Leichte Sprache als Bedrohung für den Standard?

Freitag, 18. Dezember 2015 um 09:20 Uhr

Für viele gilt sie als Mittel zur Schaffung gleichberechtigter Teilhabe und Selbstbestimmung. Doch es gibt auch kritische Stimmen, nach deren Ansicht Leichte Sprache vom Niedergang des Deutschen zeugt. Auch die Forschungsstelle setzt sich mit den Vorbehalten und Bedenken zu Leichter Sprache auseinander.

Ob im Netz, auf öffentlichen Veranstaltungen zum Thema oder in diversen Zeitungsartikeln ‒ es werden nicht nur positive Meinungen zu Leichter Sprache geäußert. Das erlebt auch die Forschungsstelle Leichte Sprache regelmäßig. So wird die vereinfachte Sprachform als peinlich und entwürdigend für die Zielgruppe gesehen, oder als Zeichen dafür, dass man die Bildungsstandards in Deutschland immer weiter herabsetze. Häufig wird in diesem Zusammenhang auch die Sorge darüber laut, Leichte Sprache könne die deutsche Standardvarietät und die Fachsprachen negativ beeinflussen. Dies mag auf teilweise offensive Forderungen mancher Vertreter von Menschen mit Behinderung zurückgehen, standardsprachliche Kommunikation durch Leichte Sprache zu ersetzen.

Die Forschungsstelle Leichte Sprache hingegen plädiert dafür, je nach Situation und beteiligten Kommunikationspartnern eine angemessene Kommunikationsform zu wählen. Experten beispielsweise sollen und müssen sich untereinander auf eine hinreichend differenzierte und komplexe Art und Weise über fachliche Inhalte austauschen. Dies ist das Ergebnis eines langen und erfolgreichen Entwicklungsprozesses hin zu einer hoch technisierten und wissenschaftlich ausdifferenzierten Gesellschaft. Auch standardsprachliche Texte sollen durch Leichte Sprache keineswegs ersetzt werden, vielmehr schlägt Leichte Sprache von ihnen ausgehend die Brücke zu den Menschen, denen weite Teile der Schriftlichkeit andernfalls nicht zugänglich wären. Nach Auffassung der Forschungsstelle Leichte Sprache sind Texte in Leichter Sprache ein Informationsangebot über bestehende (standard- oder fachsprachliche) Texte und sollen ergänzend zu ihnen hinzutreten. Diese Funktion des Leichte-Sprache-Textes kann im jeweiligen Text auch explizit formuliert werden, um die Akzeptanz Leichter Sprache bei den Leserinnen und Lesern zu steigern. Für manche Leichte-Sprache-Leserinnen und -Leser stellt die Möglichkeit auf beide Textvarianten zuzugreifen gegebenenfalls einen Anreiz dar, langfristig auch schwerere Texte lesen zu können, wodurch zudem deren Bildungsniveau nicht gesenkt, sondern gesteigert wird.

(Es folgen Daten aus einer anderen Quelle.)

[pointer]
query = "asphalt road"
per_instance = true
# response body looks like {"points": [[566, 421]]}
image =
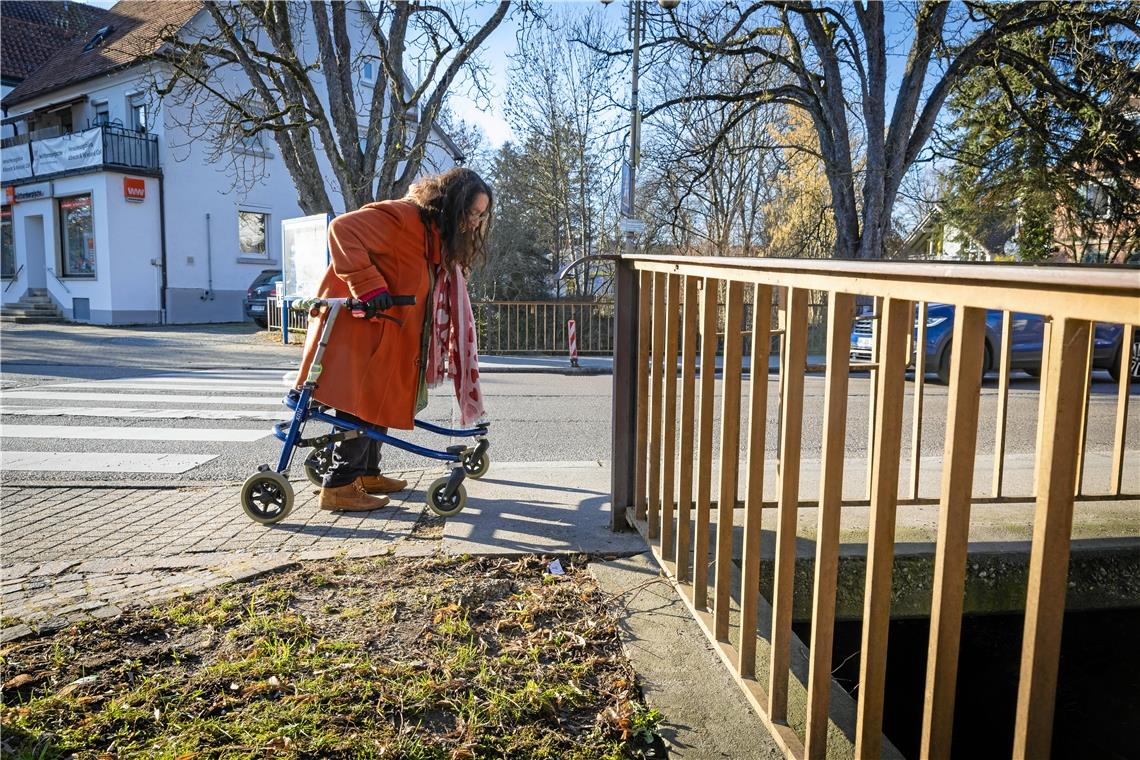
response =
{"points": [[228, 378]]}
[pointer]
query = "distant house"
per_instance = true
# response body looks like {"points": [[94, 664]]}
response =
{"points": [[937, 238], [112, 207]]}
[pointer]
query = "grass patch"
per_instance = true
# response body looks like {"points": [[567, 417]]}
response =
{"points": [[434, 658]]}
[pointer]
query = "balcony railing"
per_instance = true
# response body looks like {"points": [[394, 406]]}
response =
{"points": [[129, 148], [666, 383], [43, 155]]}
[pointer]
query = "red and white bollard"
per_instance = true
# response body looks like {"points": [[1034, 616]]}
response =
{"points": [[573, 343]]}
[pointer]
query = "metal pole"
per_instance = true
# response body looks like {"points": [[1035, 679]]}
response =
{"points": [[625, 331]]}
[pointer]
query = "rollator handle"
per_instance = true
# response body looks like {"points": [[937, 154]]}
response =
{"points": [[311, 304]]}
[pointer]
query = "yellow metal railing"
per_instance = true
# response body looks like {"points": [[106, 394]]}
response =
{"points": [[672, 309]]}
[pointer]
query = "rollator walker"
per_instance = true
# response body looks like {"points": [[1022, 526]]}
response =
{"points": [[267, 496]]}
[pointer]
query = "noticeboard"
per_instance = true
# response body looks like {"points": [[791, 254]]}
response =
{"points": [[304, 254]]}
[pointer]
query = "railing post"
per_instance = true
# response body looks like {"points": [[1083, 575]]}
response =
{"points": [[625, 394], [1066, 357], [967, 358], [897, 318]]}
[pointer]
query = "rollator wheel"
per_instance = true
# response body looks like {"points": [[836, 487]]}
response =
{"points": [[477, 467], [440, 504], [267, 497], [317, 464]]}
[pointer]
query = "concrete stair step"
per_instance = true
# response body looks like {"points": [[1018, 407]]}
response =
{"points": [[32, 307], [23, 318]]}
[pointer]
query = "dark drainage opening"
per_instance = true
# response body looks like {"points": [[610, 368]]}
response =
{"points": [[1098, 685], [81, 310]]}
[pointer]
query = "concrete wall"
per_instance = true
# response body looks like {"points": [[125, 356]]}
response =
{"points": [[135, 233]]}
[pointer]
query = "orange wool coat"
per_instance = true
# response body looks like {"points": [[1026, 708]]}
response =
{"points": [[372, 368]]}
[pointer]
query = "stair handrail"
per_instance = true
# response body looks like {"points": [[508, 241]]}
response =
{"points": [[14, 278], [53, 272]]}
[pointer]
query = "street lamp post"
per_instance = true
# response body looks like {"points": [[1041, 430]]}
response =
{"points": [[626, 297]]}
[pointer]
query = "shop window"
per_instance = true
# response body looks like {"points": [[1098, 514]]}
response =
{"points": [[76, 235], [251, 234], [7, 244]]}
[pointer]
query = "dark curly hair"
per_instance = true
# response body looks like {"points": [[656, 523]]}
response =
{"points": [[445, 201]]}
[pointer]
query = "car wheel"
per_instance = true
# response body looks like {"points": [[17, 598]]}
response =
{"points": [[944, 365], [1114, 369]]}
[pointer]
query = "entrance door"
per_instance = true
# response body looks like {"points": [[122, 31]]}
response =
{"points": [[34, 246]]}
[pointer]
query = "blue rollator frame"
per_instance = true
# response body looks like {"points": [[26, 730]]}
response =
{"points": [[267, 496]]}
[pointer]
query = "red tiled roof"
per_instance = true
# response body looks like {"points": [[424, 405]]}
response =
{"points": [[136, 26], [33, 31]]}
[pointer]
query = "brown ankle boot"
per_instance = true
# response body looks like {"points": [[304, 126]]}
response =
{"points": [[382, 484], [350, 498]]}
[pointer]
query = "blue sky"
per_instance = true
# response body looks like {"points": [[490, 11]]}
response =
{"points": [[489, 114]]}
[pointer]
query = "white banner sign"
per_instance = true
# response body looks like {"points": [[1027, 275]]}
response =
{"points": [[60, 154], [17, 163]]}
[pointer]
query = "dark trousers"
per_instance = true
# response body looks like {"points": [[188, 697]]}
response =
{"points": [[355, 457]]}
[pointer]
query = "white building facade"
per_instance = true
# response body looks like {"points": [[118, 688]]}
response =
{"points": [[119, 213]]}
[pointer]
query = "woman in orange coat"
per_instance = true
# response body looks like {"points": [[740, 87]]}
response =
{"points": [[374, 368]]}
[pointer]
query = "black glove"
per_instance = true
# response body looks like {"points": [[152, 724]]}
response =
{"points": [[374, 305]]}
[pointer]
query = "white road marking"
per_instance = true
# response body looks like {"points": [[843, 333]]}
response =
{"points": [[113, 433], [71, 462], [172, 385], [129, 413], [138, 398]]}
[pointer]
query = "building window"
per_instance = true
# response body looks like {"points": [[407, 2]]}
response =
{"points": [[251, 234], [7, 244], [78, 236], [136, 113]]}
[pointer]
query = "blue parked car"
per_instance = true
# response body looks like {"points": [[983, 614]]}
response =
{"points": [[257, 297], [1025, 353]]}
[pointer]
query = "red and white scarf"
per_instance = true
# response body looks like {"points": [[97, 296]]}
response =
{"points": [[453, 350]]}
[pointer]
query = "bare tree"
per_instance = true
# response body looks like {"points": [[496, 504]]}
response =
{"points": [[561, 107], [831, 62], [294, 71]]}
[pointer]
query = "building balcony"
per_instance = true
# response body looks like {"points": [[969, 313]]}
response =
{"points": [[105, 147]]}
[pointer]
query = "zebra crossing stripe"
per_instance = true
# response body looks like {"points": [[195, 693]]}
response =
{"points": [[128, 413], [115, 433], [70, 462], [139, 398], [172, 385]]}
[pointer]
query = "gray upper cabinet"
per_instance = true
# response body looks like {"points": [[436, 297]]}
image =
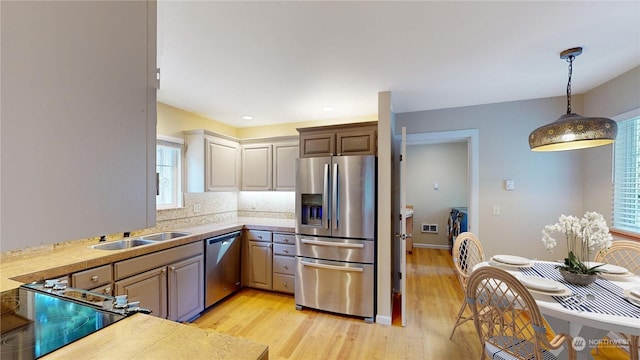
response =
{"points": [[78, 81], [269, 166], [284, 170], [257, 167], [212, 162]]}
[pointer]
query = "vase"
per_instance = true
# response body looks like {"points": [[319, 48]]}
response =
{"points": [[578, 279]]}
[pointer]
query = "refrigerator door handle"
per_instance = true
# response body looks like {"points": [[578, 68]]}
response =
{"points": [[332, 267], [335, 207], [331, 243], [325, 197]]}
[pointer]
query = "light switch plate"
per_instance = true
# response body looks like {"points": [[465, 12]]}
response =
{"points": [[509, 184]]}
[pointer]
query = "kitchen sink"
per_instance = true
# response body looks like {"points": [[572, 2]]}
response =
{"points": [[164, 236], [122, 244]]}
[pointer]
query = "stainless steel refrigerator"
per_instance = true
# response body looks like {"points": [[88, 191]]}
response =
{"points": [[335, 234]]}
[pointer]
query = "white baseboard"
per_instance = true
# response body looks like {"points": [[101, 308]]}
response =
{"points": [[431, 246], [383, 320]]}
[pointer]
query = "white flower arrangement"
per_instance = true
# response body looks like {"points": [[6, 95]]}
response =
{"points": [[583, 236]]}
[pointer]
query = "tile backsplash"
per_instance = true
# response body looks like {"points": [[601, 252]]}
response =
{"points": [[227, 207], [200, 209]]}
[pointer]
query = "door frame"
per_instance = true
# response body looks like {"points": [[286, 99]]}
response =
{"points": [[471, 136]]}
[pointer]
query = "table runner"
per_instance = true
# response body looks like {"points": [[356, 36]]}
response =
{"points": [[609, 297]]}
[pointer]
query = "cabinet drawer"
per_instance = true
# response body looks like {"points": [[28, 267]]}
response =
{"points": [[282, 249], [104, 289], [283, 283], [92, 278], [284, 238], [126, 268], [258, 235], [284, 264]]}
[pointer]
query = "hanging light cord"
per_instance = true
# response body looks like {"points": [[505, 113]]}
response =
{"points": [[570, 60]]}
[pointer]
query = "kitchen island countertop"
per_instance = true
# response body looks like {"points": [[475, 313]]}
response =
{"points": [[146, 337]]}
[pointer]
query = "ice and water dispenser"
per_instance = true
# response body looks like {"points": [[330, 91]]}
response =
{"points": [[311, 209]]}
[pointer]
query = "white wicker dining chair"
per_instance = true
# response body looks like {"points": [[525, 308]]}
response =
{"points": [[625, 253], [467, 252], [507, 319]]}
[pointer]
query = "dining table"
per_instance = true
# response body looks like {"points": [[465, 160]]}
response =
{"points": [[587, 313]]}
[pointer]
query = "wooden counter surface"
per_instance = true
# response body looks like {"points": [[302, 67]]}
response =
{"points": [[63, 259], [146, 337]]}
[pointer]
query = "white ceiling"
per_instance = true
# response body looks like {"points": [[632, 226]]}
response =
{"points": [[285, 61]]}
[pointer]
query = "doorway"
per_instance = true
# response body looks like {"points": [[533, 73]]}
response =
{"points": [[470, 137]]}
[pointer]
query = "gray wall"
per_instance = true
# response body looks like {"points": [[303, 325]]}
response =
{"points": [[446, 165], [546, 184]]}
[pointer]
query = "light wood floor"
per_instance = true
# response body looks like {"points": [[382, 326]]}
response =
{"points": [[433, 300]]}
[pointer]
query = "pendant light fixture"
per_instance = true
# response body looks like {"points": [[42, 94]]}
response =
{"points": [[572, 131]]}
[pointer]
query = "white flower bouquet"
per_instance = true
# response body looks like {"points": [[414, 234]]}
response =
{"points": [[584, 236]]}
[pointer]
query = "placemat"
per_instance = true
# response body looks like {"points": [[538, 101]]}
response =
{"points": [[609, 297]]}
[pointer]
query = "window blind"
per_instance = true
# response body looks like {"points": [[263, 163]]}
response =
{"points": [[626, 188]]}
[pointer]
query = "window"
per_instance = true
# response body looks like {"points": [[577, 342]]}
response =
{"points": [[626, 175], [169, 172]]}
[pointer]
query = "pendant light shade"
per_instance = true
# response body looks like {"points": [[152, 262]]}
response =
{"points": [[572, 131]]}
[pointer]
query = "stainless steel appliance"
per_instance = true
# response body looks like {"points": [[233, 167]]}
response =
{"points": [[39, 320], [335, 234], [222, 267]]}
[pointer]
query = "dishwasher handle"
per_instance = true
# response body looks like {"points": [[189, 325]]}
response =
{"points": [[224, 237]]}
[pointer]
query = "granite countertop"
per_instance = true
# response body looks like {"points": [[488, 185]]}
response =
{"points": [[139, 336], [146, 337], [77, 256]]}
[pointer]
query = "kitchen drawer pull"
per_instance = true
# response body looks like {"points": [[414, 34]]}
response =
{"points": [[331, 243], [332, 267]]}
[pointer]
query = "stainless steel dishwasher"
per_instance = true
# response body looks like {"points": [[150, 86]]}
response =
{"points": [[222, 267]]}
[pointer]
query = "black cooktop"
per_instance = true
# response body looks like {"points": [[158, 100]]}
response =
{"points": [[40, 320]]}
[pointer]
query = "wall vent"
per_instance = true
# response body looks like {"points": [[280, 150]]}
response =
{"points": [[430, 228]]}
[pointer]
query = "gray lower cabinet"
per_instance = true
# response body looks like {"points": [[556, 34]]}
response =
{"points": [[150, 288], [170, 282], [258, 263], [270, 263], [185, 289]]}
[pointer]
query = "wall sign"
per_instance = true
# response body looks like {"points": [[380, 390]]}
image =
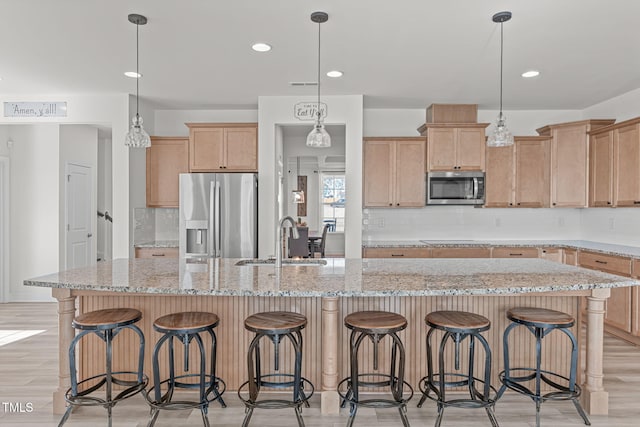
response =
{"points": [[308, 110], [35, 109]]}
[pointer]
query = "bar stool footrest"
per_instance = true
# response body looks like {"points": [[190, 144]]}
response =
{"points": [[277, 403], [212, 387], [347, 396], [432, 392], [81, 398], [561, 392]]}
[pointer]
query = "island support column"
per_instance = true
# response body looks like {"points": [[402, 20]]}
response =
{"points": [[330, 401], [595, 400], [66, 311]]}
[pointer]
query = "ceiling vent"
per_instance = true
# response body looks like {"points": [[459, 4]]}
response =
{"points": [[303, 83]]}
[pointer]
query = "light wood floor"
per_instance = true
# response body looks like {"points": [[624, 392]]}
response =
{"points": [[28, 374]]}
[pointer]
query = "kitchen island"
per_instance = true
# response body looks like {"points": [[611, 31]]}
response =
{"points": [[325, 294]]}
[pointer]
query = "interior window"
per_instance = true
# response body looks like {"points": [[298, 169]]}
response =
{"points": [[333, 200]]}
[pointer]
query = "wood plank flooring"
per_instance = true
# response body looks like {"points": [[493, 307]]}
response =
{"points": [[28, 374]]}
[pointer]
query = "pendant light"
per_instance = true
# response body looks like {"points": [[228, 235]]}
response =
{"points": [[319, 137], [137, 137], [501, 136]]}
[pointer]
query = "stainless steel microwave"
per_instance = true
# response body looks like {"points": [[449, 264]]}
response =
{"points": [[455, 188]]}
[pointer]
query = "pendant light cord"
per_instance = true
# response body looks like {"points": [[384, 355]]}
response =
{"points": [[318, 112], [501, 55], [137, 68]]}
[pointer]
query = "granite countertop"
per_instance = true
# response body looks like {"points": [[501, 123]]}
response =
{"points": [[157, 244], [605, 248], [338, 277]]}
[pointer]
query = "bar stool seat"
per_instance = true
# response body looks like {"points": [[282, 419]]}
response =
{"points": [[458, 326], [376, 325], [275, 325], [106, 324], [541, 322], [186, 327]]}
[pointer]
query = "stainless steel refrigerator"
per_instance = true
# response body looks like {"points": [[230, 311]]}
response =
{"points": [[218, 215]]}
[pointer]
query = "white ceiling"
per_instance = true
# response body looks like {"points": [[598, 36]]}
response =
{"points": [[196, 54]]}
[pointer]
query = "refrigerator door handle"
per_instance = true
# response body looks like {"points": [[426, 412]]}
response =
{"points": [[218, 242], [212, 207]]}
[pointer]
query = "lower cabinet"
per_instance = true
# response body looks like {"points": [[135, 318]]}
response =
{"points": [[156, 252]]}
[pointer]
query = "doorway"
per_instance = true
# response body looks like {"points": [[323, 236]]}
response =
{"points": [[4, 229], [79, 235]]}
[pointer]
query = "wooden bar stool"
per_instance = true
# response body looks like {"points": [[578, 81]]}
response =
{"points": [[275, 325], [106, 324], [375, 325], [186, 327], [541, 322], [457, 326]]}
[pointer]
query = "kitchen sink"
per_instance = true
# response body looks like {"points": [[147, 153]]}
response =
{"points": [[285, 262]]}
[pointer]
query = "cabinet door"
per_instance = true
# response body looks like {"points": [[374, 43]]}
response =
{"points": [[499, 177], [441, 147], [470, 149], [410, 188], [569, 167], [627, 166], [206, 150], [378, 175], [600, 170], [166, 159], [532, 174], [241, 149]]}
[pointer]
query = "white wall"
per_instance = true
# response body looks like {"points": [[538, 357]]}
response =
{"points": [[107, 110], [78, 145], [469, 223], [274, 111], [172, 122], [34, 212]]}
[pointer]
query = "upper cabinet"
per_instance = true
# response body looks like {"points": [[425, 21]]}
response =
{"points": [[393, 172], [458, 146], [223, 147], [569, 161], [615, 165], [518, 175], [167, 158]]}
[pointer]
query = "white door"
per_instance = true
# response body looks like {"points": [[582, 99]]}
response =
{"points": [[4, 229], [78, 214]]}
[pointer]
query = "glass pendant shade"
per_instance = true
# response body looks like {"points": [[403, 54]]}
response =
{"points": [[501, 136], [137, 137], [319, 137], [297, 196]]}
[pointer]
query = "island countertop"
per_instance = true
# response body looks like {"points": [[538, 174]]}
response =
{"points": [[338, 277]]}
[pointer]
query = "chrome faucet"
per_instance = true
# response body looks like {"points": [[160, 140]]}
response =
{"points": [[279, 241]]}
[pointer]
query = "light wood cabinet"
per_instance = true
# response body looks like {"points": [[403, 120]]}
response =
{"points": [[223, 147], [514, 252], [626, 166], [461, 252], [569, 153], [455, 146], [396, 253], [601, 170], [393, 172], [156, 253], [167, 158], [518, 176], [619, 305]]}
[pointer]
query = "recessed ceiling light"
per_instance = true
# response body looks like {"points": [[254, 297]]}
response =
{"points": [[261, 47], [530, 73]]}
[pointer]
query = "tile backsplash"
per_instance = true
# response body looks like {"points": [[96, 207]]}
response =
{"points": [[153, 224]]}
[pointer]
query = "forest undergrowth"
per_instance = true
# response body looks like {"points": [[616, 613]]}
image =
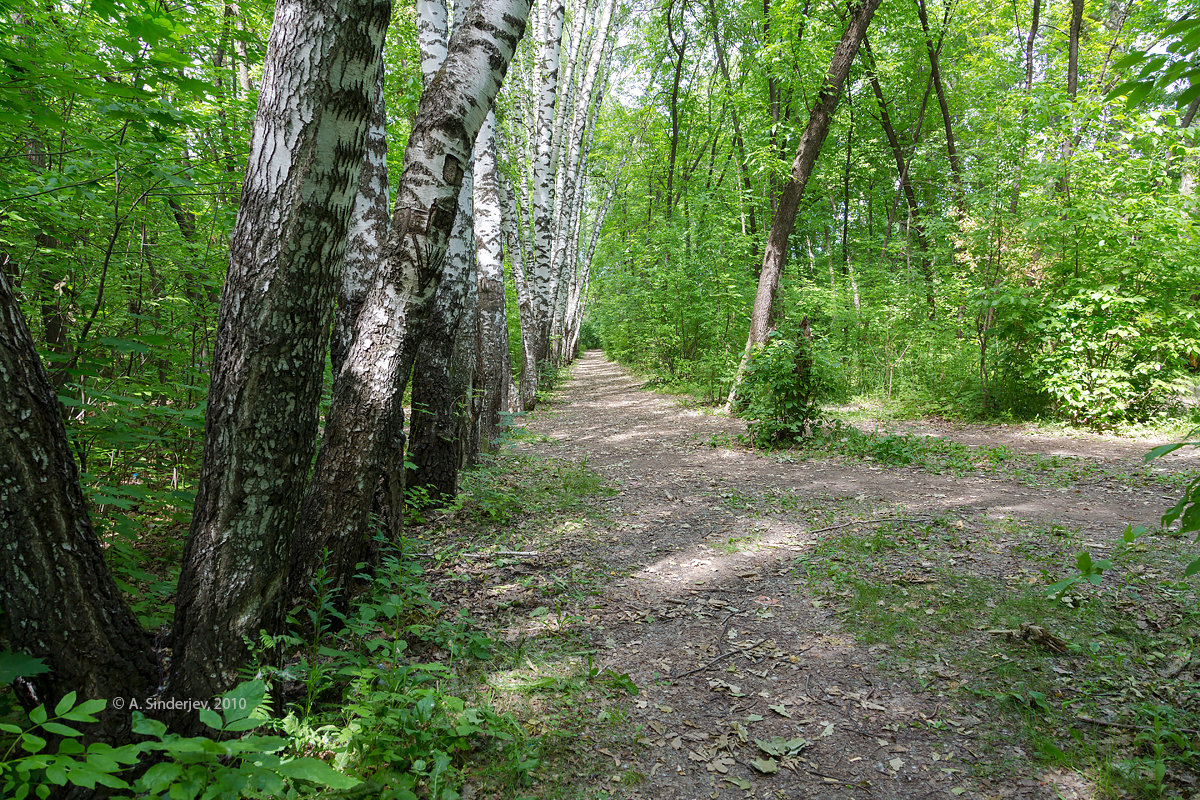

Betrachtet man also Leichte Sprache als „Zusatzangebot“, ist die Sorge, sie verdränge andere Sprachformen des Deutschen, gänzlich unbegründet. Es würde wohl auch niemand auf die Idee kommen, Rollstuhlrampen als gesundheitsgefährdend zu kritisieren, weil sie möglicherweise dazu führen, dass die Menschen zu träge werden, Treppen zu steigen.